Other than that, I agree that what you’ve said does follow, and to the best of my knowledge isn’t currently supported by any public research and only has sporadic anecdotal evidence.
My objection to teaching only French is that it’s a well-known fact that knowing multiple languages helps immensely with various aspects of cognition and intelligence, and learning multiple languages during childhood has been shown to be an overwhelming net positive. It follows that forcing children to learn only one language has a net negative impact. This fact is perceived, agreed, and then waived by appeal to consequence: “If children learn English, they will only speak English [because all regional neighbors do], so less and less people will speak French, so our culture will die!”
And that’s what really makes me cringe.
Well, you’ve got to consider complicating factors, which makes this hard to measure. Those other countries aren’t very affluent compared to the USA and their educational system is probably worse, plus they don’t have access to the institutional infrastructure of knowledge like we do. Also, measuring rationality seems hard, etc. there’s tons of problems that always pop up when we try to evaluate things like this.
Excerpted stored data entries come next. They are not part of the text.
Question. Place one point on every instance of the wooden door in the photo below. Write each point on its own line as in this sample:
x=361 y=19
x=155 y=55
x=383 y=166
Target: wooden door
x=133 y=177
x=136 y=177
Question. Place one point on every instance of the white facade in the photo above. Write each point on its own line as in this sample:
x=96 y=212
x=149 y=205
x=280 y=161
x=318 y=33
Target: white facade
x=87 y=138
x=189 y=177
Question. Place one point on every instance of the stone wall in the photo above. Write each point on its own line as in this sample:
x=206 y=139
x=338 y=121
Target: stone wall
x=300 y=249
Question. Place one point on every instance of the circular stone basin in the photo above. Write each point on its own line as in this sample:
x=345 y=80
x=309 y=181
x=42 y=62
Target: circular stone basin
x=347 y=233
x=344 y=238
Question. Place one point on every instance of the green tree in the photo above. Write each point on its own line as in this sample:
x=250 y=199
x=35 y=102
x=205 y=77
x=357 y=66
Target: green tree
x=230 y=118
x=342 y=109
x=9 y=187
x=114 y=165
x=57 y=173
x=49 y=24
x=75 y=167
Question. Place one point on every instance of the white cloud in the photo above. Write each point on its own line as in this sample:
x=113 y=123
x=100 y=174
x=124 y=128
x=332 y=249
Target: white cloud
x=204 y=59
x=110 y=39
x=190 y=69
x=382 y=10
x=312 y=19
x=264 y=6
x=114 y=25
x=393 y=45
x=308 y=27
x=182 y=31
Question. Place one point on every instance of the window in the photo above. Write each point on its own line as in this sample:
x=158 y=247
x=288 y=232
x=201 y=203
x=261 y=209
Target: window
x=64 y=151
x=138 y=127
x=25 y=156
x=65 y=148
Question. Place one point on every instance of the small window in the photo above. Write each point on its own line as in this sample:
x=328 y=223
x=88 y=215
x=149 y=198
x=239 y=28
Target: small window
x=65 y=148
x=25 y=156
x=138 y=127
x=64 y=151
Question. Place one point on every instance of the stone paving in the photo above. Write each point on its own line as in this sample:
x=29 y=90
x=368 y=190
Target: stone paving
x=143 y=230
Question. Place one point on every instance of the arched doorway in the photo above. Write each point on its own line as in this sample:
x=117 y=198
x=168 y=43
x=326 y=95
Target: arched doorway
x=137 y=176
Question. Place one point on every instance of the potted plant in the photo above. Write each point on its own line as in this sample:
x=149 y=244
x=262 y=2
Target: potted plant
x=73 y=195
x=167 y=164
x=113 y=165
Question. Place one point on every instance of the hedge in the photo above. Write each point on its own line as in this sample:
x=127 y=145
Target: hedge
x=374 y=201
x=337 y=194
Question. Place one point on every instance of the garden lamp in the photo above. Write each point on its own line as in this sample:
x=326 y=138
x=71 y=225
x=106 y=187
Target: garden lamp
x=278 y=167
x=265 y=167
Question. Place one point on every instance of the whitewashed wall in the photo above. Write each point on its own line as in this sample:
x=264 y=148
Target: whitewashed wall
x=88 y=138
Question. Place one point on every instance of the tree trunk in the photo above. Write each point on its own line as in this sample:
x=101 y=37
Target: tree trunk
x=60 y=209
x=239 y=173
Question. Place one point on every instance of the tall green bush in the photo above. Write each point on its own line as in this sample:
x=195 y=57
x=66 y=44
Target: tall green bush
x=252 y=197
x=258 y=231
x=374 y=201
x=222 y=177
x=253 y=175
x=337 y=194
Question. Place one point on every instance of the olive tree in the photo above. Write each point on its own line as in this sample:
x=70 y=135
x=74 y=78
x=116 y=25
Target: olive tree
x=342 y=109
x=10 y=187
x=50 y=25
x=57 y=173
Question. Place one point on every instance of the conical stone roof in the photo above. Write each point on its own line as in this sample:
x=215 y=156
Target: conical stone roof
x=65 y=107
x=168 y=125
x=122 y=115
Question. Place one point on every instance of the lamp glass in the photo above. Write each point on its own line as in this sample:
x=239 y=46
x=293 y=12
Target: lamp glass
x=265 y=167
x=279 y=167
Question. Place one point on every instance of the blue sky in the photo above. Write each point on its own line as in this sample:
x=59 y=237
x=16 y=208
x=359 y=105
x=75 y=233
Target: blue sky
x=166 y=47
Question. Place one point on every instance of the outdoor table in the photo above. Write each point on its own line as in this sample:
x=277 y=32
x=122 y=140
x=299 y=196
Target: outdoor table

I mean, I think you’d probably be mostly right and that there’s not much difference in rationality between different language users, but for other reasons than the apparent average rationality of certain language-users.
It has no terribly good Italian equivalent either, but this doesn’t make it hard to talk in a Bayesian way: you just say stuff like “it’s likely that X, given that Y”. (In particular, ISTM that—among the kind of people usually I hang with at least—“folk probability” resembles Bayesianism much more than frequentism, and most people who use frequentist statistics only give lip service to it without being actually convinced it makes all that sense.)